Ridero
Я приходил в себя медленно, в глазах стояла темнота, в ушах – скрип и скрежет, будто ножницами проводили по стеклу. Я до безумия возненавидел тот звук: еще в детстве попробовал – хрясть! – маленький осколок стекла отскочил и пробил мне глаз. Сколько тогда крика и крови было. С того времени ненавижу кровь. Не боюсь и ненавижу всеми фибрами. А сейчас, балансируя между двумя мирами, я ощущаю во рту солоноватый привкус своей крови.
Конечностей не чувствую, не знаю, отнялись они или так мне кажется. Я ведь не помню ничего и не понимаю, кто я и где я.

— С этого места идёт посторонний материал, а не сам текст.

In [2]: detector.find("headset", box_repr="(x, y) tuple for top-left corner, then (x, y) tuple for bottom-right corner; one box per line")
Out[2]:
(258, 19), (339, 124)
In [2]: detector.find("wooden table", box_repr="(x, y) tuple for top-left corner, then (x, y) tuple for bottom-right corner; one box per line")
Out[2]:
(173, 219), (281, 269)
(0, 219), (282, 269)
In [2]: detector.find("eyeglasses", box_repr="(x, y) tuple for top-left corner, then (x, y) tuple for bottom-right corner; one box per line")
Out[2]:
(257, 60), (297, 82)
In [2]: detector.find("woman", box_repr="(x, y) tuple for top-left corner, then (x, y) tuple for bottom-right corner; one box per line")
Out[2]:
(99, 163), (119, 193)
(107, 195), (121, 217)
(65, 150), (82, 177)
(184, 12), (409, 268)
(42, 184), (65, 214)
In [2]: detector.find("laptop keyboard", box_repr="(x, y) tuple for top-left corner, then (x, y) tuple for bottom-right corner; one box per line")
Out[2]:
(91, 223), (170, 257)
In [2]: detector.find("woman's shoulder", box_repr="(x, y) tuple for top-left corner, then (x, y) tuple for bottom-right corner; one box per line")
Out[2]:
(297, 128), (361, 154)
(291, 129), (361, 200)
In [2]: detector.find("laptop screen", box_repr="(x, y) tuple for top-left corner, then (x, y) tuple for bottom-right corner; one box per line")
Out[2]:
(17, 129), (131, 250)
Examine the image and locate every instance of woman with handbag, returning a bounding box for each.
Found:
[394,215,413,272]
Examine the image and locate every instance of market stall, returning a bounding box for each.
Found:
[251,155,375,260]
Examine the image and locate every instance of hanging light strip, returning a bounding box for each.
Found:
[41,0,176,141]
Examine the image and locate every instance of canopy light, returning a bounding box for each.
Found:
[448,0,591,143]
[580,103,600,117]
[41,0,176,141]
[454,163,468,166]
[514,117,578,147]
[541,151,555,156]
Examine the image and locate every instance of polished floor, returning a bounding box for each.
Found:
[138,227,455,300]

Меня что-то держит в вертикальном состоянии. Не могу пошевелиться.
Тело совсем не слушается команд мозга. Кажется, оно существует отдельно. Хотя в одном тело и мозг едины. Это комок мяса, наполненный болью.
С трудом раскрываю единственный глаз – тот, что остался с детства. Дневной свет, пробивающийся сквозь заколоченные окна, режет зрачок похлеще скальпеля пьяного хирурга, или лучше – хирурга-мясника. Сквозь разбитый нос еле проходит холодный воздух. Каждый вдох – короткий удар чем-то острым по ноздрям.
Пытаюсь что-то проговорить – во рту пусто. Только кровь течёт слабой струйкой. Ага, наверняка язык вырвали.
Замечаю верёвку, которой привязан к балке в подвале. Поэтому не могу пошевелиться. Даже желания такого нет. В голове всё еще туман. До конца не понимаю, что произошло. Не помню людей. Только отдельные пазлы высвечиваются.
***
Таких маленьких городишек много разбросано: только и знай, что вычитывай, в каком штате или округе находится тот самый, который нужен. Сколько я проездил и потерял времени на своём Харлее, чтобы из ста тридцати пяти Маунт-Вудов – найти б того, кто это название придумал и придушить собственными руками! – добраться до того самого в штате Мэн не припомню, потому что сбился со счёта. Для меня потерянное время – потерянные деньги, а дело тут не своё, чувак. Поручение долбанной адвокатской конторы, где торчу помощником тупого Ройса, одного из юристов. Готовлю всякие бумажки, чёрт бы их побрал. Задолбали. Потому что ни одного реального дела, а перспектив – такое же количество. Ну, и плата соответствующая. Вишу в свободное время в байк-барах, оттягиваюсь с чувихами, в последний раз прикольная чёрненькая была. Говорили, что моя повязка на глазу её заводит.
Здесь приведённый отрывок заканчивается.